The truth is that rushing waters do describe our lives at times. That is our reality. Life brings what feels like raging storms. Life assails us with a power that reminds us of the breaking waves of the ocean. In this life, we come upon rivers too deep and too wide and too turbulent to cross. We will feel a force against us that may come because of serious illness or the loss of a loved one. It may come with the pain of broken relationships or with devastating financial hardship.

Life brings brokenheartedness, but it brings brokenheartedness in the midst of grace. For on this journey we call life, we travel with a divine guide, One who does lead us beside still waters. And it is there that our soul is restored and comforted in the midst of green pastures of sacred serenity and holy calm.

I am thinking, of course, of the words of the Psalmist.

The Lord is my shepherd, I shall not want.

He makes me lie down in green pastures; he leads me beside still waters;

       he restores my soul.

He leads me in right paths for his name’s sake.

Even though I walk through the darkest valley, I fear no evil; for you are with me;

        your rod and your staff — they comfort me.

— Psalm 23:1-4 (New Revised Standard Version)

I also think of my friend, Steven Nawojczyk, who is finding his much-needed peace in the forests, mountains and valleys of Arkansas.
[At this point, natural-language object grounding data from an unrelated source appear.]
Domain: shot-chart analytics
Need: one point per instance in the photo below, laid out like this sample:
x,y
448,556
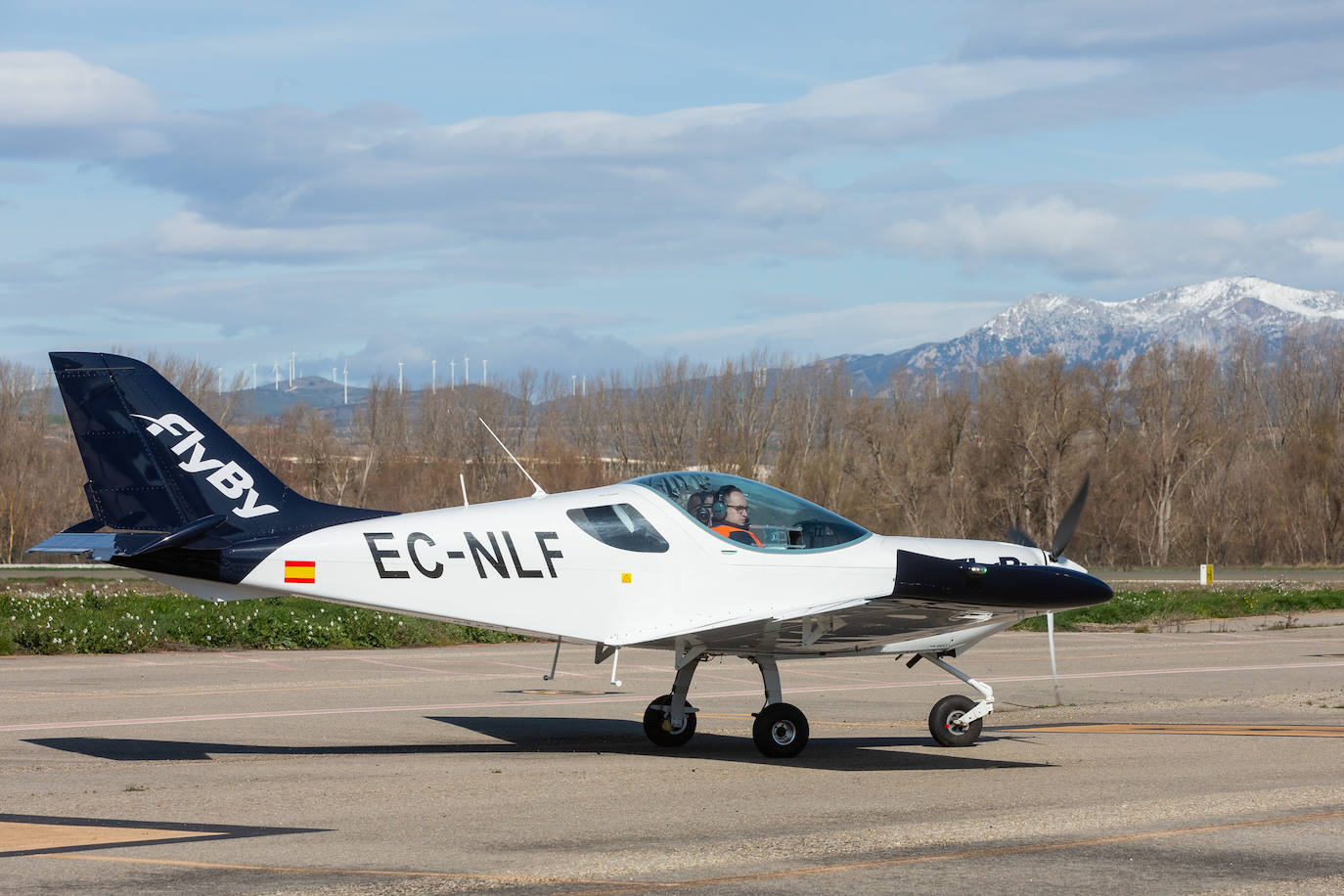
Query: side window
x,y
620,525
His stunning photograph illustrates today’s blog post. With his beautiful dog and companion, Feebi, he follows a path of serenity and healing, hiking through nature’s beauty most every day.

His life has not been an easy one. As a public servant — many years as Pulaski County Coroner — he has seen far too much anguish for one person. He was integrally involved, literally in the trenches, with ending and preventing Little Rock gang violence, and has been a staunch champion for young people.

He faces serious illness and harsh treatment in his retirement. but he knows that life really does have a pathway that goes around the dangers, toils and snares. He knows that he and Feebi will find lightheartedness in exploring a forest or watching a flowing stream. He knows that the simple joy of a mountain view can bring transformation. He knows about peace, and he has chosen to follow the life path that passes beside still waters. I admire him. I have always admired him, but even more so now as I witness his unwavering commitment to serenity.

That’s what it’s all about in the end — a commitment to serenity, a firm resolve to walk beside the still waters of life, and in that intentional journey, to find our souls.

May the grace and peace of God fill your soul, and may your journey, wherever it leads, bring you serenity.